Questi dati indicano che in Italia, l’inglese non è percepito come strumento utile o degno di apprendimento fino ai 24-26 anni, quando i giovani iniziano a cercare lavoro scontrandosi con il requisito fondamentale della conoscenza della lingua inglese. 

Nelle sue ultime dieci edizioni, l’EF EPI ha ripetutamente tratto la seguente conclusione: gli adulti sviluppano la loro conoscenza dell’inglese subito prima di trovare lavoro o addirittura sul posto di lavoro. Con l’aumento di annunci che richiedono l’inglese e l’altissima concorrenza tra canditati, i professionisti sono spinti a studiare la lingua per esigenza.

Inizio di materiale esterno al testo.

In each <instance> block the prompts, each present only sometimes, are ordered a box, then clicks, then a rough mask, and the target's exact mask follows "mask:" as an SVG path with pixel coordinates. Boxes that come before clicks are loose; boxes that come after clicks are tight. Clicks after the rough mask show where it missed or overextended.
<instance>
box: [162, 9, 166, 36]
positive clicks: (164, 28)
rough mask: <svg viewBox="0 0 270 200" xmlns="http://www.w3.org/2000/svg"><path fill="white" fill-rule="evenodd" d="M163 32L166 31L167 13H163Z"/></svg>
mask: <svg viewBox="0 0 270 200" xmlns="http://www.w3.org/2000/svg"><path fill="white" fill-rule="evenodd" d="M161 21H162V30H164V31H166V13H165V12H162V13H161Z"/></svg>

L’inglese si impara meglio al lavoro che a scuola

Le fasce d’età più giovani, come quella dei 18-20, non sono portate in modo così urgente a padroneggiare l’inglese. Inoltre, l’approccio didattico all’inglese che esiste nel sistema scolastico italiano enfatizza l’apprendimento della teoria grammaticale della lingua, cedendo nello sviluppo delle abilità comunicative degli alunni tramite il dialogo, la comprensione e la scrittura. 

D’altro canto, la formazione linguistica presente in azienda è basata su un approccio didattico molto più mirato alla comunicazione per gli scopi di un determinato settore lavorativo. EF English Live offre corsi di inglese professionale online, pensati specificatamente per sviluppare le competenze linguistiche richieste nel settore lavorativo del cliente. Oltre ai corsi di formazione aziendale, i professionisti in azienda sono a contatto quotidiano con l’inglese. Questa esposizione fornisce loro una pratica costante, cosa che spesso manca nelle lezioni di inglese a scuola.